Create a new model

  • Click on the + Train a new model button.

  • Fill in the form, select the data you want to train your model with, then click on Submit.

Detailed information is available below on how to complete the form and select your data.

✅ That’s it! Your training will start running shortly and appear as Training in the table. If you need to, you can cancel your training.

How to fill the form

Field Description Mandatory
Model name The model name should not exceed 50 characters and can only contain alphanumeric characters and .-_ yes
Domain Select one from the drop-down list of possible domains. Default value is "Generic". You can change this value during the model deployment. yes
Language pair Either start typing the 2-letter ISO code of the source language, or select a language pair from the drop-down list. You need to set the language pair to display the available baseline models (parent model). yes
Parent model This is the baseline model you will use as a starting point to which you will customize with your own data. You can select one from the list of SYSTRAN baseline models or pick one of your own models if you have already trained one. SYSTRAN baselines models are regularly updated. yes
Tags Tags are flags associated to your training, for example to indicate it is an experiment. Select one or several from the drop-down list. no
Resources This is where you indicate which data is to be used to customize your model. You can either create a new Dataset at this step (see "Use a new Dataset" below) or use already created Datasets. You can use several Datasets. yes

Select training data

You can either create a new Dataset or use Dataset(s) created prior. Please refer to the Resources documentation page for more information on Datasets.

Use a new Dataset

If this is your first time training a model on ModelStudio, you probably have not created a Dataset yet. You can create a Dataset on the Resources page or directly from the model creation form, as explained hereafter.

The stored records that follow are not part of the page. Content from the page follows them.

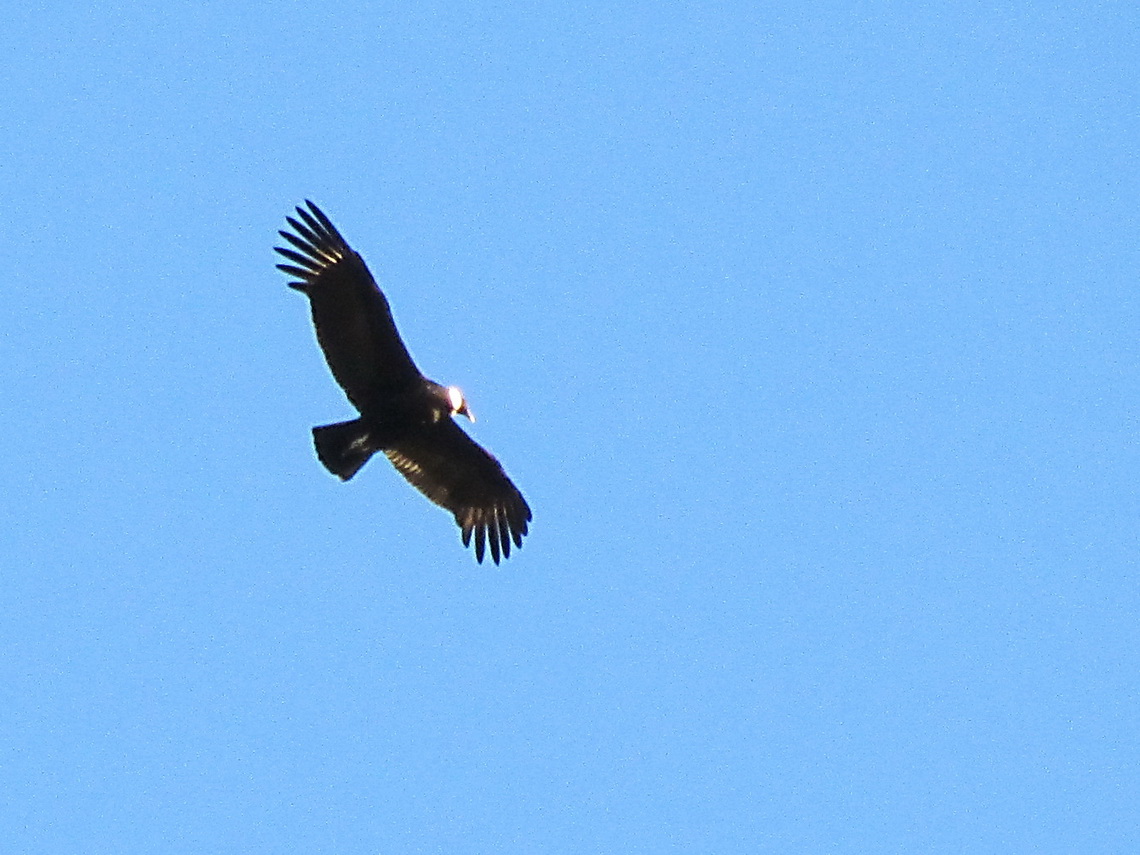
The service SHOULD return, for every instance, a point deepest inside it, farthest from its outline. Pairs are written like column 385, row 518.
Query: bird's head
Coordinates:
column 458, row 402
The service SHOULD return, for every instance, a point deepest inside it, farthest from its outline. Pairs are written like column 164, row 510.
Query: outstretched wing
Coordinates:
column 455, row 472
column 350, row 314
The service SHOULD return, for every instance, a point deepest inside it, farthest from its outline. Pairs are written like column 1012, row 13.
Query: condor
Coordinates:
column 402, row 414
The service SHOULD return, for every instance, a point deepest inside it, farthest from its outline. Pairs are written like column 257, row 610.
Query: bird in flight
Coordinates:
column 402, row 413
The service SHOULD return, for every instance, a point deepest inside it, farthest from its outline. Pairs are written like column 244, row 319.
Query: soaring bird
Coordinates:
column 402, row 413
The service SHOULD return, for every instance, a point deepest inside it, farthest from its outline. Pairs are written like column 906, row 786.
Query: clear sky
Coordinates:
column 811, row 334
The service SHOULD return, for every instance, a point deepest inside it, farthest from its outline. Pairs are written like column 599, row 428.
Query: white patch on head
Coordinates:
column 456, row 398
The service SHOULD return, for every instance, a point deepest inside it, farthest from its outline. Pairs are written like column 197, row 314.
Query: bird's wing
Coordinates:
column 455, row 472
column 350, row 312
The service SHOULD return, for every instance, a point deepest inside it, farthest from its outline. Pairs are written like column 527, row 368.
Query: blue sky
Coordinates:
column 809, row 333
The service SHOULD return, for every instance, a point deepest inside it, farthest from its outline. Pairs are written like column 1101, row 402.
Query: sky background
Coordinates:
column 811, row 334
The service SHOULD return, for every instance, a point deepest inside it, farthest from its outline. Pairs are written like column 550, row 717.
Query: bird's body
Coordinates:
column 402, row 414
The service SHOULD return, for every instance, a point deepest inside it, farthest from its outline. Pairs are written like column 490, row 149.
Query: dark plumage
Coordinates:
column 402, row 414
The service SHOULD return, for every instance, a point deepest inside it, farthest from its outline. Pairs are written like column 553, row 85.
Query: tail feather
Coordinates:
column 343, row 447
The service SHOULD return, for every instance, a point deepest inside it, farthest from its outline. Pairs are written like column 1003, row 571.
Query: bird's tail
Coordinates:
column 343, row 447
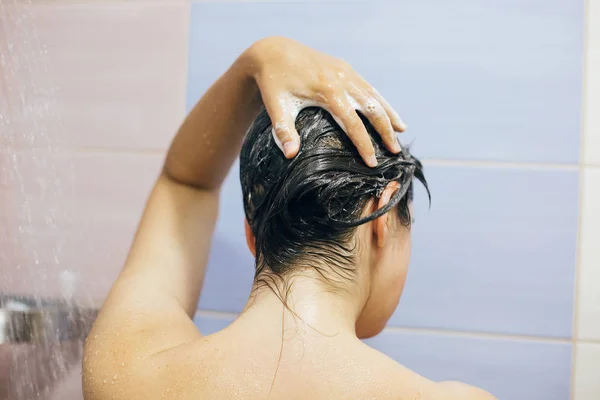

  • Choose a name for your Dataset. It should not exceed 50 characters and can only contain alphanumeric characters and .-_

  • Upload the data you want to use. You can either:

    • Drag and drop your files into the Corpus box, or

    • Click on it to open a file explorer and select your files.

  • The files appear under the Corpus box. Click on the trash bin to delete a file.

Only two formats are currently accepted : application/x-tmx+xml (TMX files) and text/plain (raw bitext where the source and target segments are separated by a tabulation).

About bitext files

Bitext files should start with the following header.

#TM
#XX YY

Where XX stands for the source langue code, and YY for the target language code. The two language codes should be separated with a tabulation.

  • Test set creation

    • If you have already prepared a test set, you can tick the box indicating you want to use separate files for training and testing (1). Another drag-and-drop box appears for the testing data.

    • You can also split your data into training and testing sets. Either choose a fixed number of lines to extract (Segments), or a percentage value (Percentage). Move the cursor to increase or decrease this value. Default is a value of 1000 segments (or 10 % if you choose to use percentages).

Warning

Please note that strating with ModelStudio 1.4.0, Datasets and Evaluations have an expiration date, after which they will be automatically deleted.

Use existing Dataset(s)

To use one or several already existing Dataset(s), click on the Existing Dataset tab.

Tick the box(es) corresponding to the Dataset(s) you want to use for your training.

Using more than one dataset

It is possible to use multiple datasets for a training. However, the datasets need to be created beforehand so you can select them when creating your new model.